For this quarter the company recorded earnings per share of 27 cents, up 80 per cent over the September 2006 period. Its EPS over the nine-month period was 58 cents, reflecting profit of $2.6 billion, up from 46 cents per share in 2006.
"By way of success in the number of policies on book and efforts to remain efficient in terms of productivity, the company has reaped benefits in this quarter," said Richard Byles, president and chief executive officer of Life of Jamaica, speaking with Wednesday Business.
Byles said LOJ's performance has been steady and growing, with strong core earnings running throughout the quarters. In that regard, September's performance was no surprise, he said.

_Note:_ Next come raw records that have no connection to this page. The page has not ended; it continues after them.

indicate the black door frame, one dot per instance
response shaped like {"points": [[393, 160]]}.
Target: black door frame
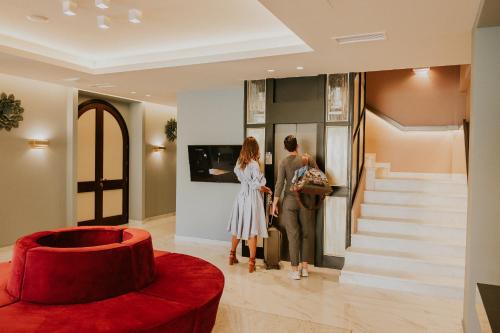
{"points": [[99, 184]]}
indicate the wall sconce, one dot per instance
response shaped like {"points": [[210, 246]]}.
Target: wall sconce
{"points": [[424, 71], [157, 149], [38, 144]]}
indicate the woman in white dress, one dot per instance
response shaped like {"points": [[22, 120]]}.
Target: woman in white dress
{"points": [[248, 218]]}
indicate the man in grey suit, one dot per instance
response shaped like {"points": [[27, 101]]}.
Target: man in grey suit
{"points": [[299, 221]]}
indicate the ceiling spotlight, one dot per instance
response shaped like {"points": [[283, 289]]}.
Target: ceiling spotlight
{"points": [[103, 4], [103, 22], [134, 15], [424, 71], [37, 18], [370, 37], [69, 7], [102, 85]]}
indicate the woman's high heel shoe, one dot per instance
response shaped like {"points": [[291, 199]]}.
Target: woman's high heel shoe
{"points": [[232, 258], [251, 265]]}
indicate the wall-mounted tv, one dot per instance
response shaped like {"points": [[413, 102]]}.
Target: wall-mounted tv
{"points": [[213, 163]]}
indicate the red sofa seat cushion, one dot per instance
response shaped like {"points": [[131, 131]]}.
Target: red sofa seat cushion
{"points": [[59, 267], [192, 281], [190, 305], [133, 312]]}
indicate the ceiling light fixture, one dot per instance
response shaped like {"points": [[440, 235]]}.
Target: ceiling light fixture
{"points": [[102, 85], [102, 4], [69, 7], [134, 16], [103, 22], [37, 18], [371, 37], [423, 71]]}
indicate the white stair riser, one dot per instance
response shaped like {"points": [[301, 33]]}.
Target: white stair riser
{"points": [[405, 245], [402, 285], [419, 186], [455, 177], [414, 199], [456, 235], [404, 265], [414, 213]]}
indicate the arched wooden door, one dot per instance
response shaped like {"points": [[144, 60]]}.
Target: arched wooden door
{"points": [[102, 166]]}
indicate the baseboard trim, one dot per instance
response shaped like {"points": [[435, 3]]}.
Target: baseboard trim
{"points": [[139, 223], [202, 241]]}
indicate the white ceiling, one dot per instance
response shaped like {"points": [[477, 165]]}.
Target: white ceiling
{"points": [[197, 44]]}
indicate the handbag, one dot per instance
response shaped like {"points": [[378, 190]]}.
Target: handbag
{"points": [[310, 181]]}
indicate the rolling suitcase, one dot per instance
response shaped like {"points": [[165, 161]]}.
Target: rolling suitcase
{"points": [[272, 244]]}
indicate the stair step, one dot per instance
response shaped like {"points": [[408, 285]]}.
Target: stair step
{"points": [[455, 177], [408, 244], [420, 185], [406, 262], [416, 283], [412, 228], [416, 199], [419, 213]]}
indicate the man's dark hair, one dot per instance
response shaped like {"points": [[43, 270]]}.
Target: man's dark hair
{"points": [[291, 143]]}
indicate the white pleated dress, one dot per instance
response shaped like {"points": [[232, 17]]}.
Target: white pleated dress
{"points": [[248, 217]]}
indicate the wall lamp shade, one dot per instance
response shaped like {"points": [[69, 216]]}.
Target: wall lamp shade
{"points": [[102, 4], [103, 22], [38, 144], [424, 71], [157, 149], [134, 16], [69, 7]]}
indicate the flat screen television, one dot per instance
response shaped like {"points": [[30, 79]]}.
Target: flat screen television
{"points": [[213, 163]]}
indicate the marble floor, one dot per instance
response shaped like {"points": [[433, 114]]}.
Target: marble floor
{"points": [[269, 301]]}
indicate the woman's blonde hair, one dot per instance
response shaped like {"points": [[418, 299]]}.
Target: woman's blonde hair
{"points": [[249, 152]]}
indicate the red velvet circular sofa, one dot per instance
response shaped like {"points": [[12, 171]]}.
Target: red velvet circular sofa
{"points": [[105, 279]]}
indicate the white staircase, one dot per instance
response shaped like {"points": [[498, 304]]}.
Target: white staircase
{"points": [[411, 233]]}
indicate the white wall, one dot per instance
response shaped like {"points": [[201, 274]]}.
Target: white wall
{"points": [[204, 118], [483, 222], [33, 182], [160, 166]]}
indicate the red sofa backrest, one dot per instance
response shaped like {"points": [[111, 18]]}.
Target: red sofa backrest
{"points": [[80, 265]]}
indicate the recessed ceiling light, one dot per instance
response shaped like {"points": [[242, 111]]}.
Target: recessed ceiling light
{"points": [[424, 71], [69, 7], [134, 15], [37, 18], [103, 22], [103, 4], [102, 85], [371, 37]]}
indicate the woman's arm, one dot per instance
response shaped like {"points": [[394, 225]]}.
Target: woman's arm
{"points": [[280, 184]]}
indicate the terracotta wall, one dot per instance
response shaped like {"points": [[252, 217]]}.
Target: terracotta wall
{"points": [[415, 151], [415, 100]]}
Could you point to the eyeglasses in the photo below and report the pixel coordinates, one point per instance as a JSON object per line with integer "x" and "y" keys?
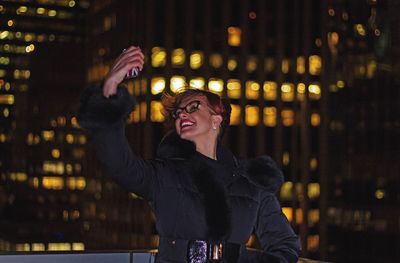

The bigger profits reflect significant gains from the trading of securities and growth in its individual life portfolio, and enhanced by containment of operating cost.
During the quarter LOJ launched a new product - the Protector Series - which the company reported to be doing well on the market.
In October, the company increased its share ownership by 24.2 per cent in Sagicor General Cayman Limited, moving from 51 per cent to 75.2 per cent. While not revealing how much more the additional 24.2 per cent share in Sagicor General cost, Byles said it was not a big investment.
The remaining 24.8 per cent of Sagicor General is held by the Cayman government.
LOJ's real interest in Sagicor General lies in health insurance, said Byles, pointing out that it is one of several insurance companies that operate in the Cayman Island and captures a reasonable share of the market.
Gross premium revenue rose 14 per cent increase, moving from $3.08 billion to $ 3.54 billion for the quarter under review, while net premium revenue grew marginally by 8 per cent and now stands at $2.77 billion. Total revenue for the quarter was $4.29 billion, a 14 per cent increase over the corresponding quarter for 2006.
With year-to-date revenue also up by 14 per cent amounting to $12.43 billion from $10.93 billion, Byles says that this is the performance which signals where that company is heading.
Individual life earned premiums rose by 16 per cent in the nine months of 2007, while employee benefits earned premiums also improved from $4.35 billion to $4.69 billion.
Continue at same pace
Their main non-life subsidiary, Pan Caribbean, also contributed to a strong performance with reported net profits of $905.4 million for the period.
LOJ remained the dominant pension fund manager, growing its pension assets under management by 10 per cent to $133..3 billion. Its own balance sheet grew nine per cent, reflecting growth in assets to $85.8 billion.
Croskery expects LOJ's profit performance to continue at about the same pace into its financial year end December, with expected earnings from the Winchester Business Centre and gains from the company's efficiency drive.
Stocks and Securities maintain LOJ as a buy at $7-$7.50, saying the stock is likely to continue trading at a minimum of 10 times its earnings.